Three generations of opioid addiction

Inside one family’s decades-long struggle with opioids in Jamestown, New York.

By Kari Lydersen

 With funding from the Social Justice News Nexus, Kari Lydersen reported for the Pacific Standard on the opioid crisis in Jamestown, N.Y. Read the full story here:

On a beautiful, sunny April day, Chanda Lynn Germain sits talking with her brother, Zack Dahlbeck, on their back porch at home in Jamestown, New York. Chanda Lynn is wearing a tough leather jacket over a light blue gingham dress that matches Zack’s plaid shirt. They also share the same platinum blonde hair and piercing blue eyes.

The scene seems almost idyllic. Though they are adults now— Chanda Lynn is 23; Zack, 25—it’s not hard to imagine the childhood they describe, building forts in the woods and staying up until the early morning talking. Chanda Lynn—who was the only girl on the Jamestown junior high football team—proudly recalls beating up neighbor kids who teased Zack for being chubby.

But soon the conversation has shifted from childhood memories back to pills, syringes, overdoses, and death.

For the better part of two hours, the siblings have been talking about the epidemic that has seized hold of not just their own family, but Jamestown as a whole. The one-time furniture capital of the country, which lies nestled in rolling hills and green farmlands, finds itself engaged in a losing battle against opioids.

Suddenly, a Facebook alert pops up on Chanda Lynn’s phone: “Somebody just died from a heroin overdose in Jamestown,” she says.

This day, Zack reacts to the news somberly.
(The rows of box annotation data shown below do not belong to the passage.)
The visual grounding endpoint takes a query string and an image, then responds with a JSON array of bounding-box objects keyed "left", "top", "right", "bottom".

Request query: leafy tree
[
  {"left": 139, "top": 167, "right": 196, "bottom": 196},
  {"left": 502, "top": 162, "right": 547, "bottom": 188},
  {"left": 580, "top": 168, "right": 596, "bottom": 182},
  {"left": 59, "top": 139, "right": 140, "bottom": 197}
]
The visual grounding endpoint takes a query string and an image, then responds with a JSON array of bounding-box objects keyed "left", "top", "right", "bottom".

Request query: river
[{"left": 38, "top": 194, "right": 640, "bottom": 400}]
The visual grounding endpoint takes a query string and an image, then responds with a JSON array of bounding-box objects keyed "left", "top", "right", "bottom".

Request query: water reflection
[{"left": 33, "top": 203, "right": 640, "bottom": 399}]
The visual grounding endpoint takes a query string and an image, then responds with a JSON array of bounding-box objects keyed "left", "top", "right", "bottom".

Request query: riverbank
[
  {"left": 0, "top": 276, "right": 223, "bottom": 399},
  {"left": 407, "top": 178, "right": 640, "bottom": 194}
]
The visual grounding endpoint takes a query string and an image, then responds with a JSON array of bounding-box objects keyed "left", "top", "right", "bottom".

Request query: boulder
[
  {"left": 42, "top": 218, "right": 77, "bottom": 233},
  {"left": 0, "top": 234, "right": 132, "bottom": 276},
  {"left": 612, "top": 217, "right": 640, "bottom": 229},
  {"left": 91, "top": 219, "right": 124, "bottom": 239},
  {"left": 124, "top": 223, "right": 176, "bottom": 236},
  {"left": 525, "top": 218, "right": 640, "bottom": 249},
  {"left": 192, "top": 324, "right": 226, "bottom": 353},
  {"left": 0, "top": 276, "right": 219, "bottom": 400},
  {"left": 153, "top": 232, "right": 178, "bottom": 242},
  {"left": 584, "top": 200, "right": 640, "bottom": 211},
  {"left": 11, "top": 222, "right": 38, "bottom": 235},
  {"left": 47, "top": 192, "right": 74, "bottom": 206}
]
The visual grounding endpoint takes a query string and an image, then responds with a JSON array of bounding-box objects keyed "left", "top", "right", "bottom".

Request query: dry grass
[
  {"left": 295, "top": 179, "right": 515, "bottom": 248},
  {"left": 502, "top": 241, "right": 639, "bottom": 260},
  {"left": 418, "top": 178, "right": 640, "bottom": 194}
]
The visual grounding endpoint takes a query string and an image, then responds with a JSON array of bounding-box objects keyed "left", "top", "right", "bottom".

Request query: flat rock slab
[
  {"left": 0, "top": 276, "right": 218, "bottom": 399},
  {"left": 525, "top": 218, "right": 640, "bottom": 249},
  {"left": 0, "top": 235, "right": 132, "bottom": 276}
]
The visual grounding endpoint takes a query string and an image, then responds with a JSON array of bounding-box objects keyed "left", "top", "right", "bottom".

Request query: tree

But in the past, he says, he would have greeted the news with excitement.

“If I flip back into my junkie brain, ‘Oh man, someone just died from pink bags, that’s got to be great shit!'” he says, speculating that this latest overdose came from heroin laced with the powerful synthetic opioid fentanyl. Different batches of heroin are often sold in distinctively colored or marked bags, and when addicts know a certain batch is powerful, they seek it out.

The Centers for Disease Control and Prevention recently declared drug overdoses to be the leading cause of death for people under 50. And places like Jamestown—small towns across the American heartland and the Rust Belt—are those hardest hit.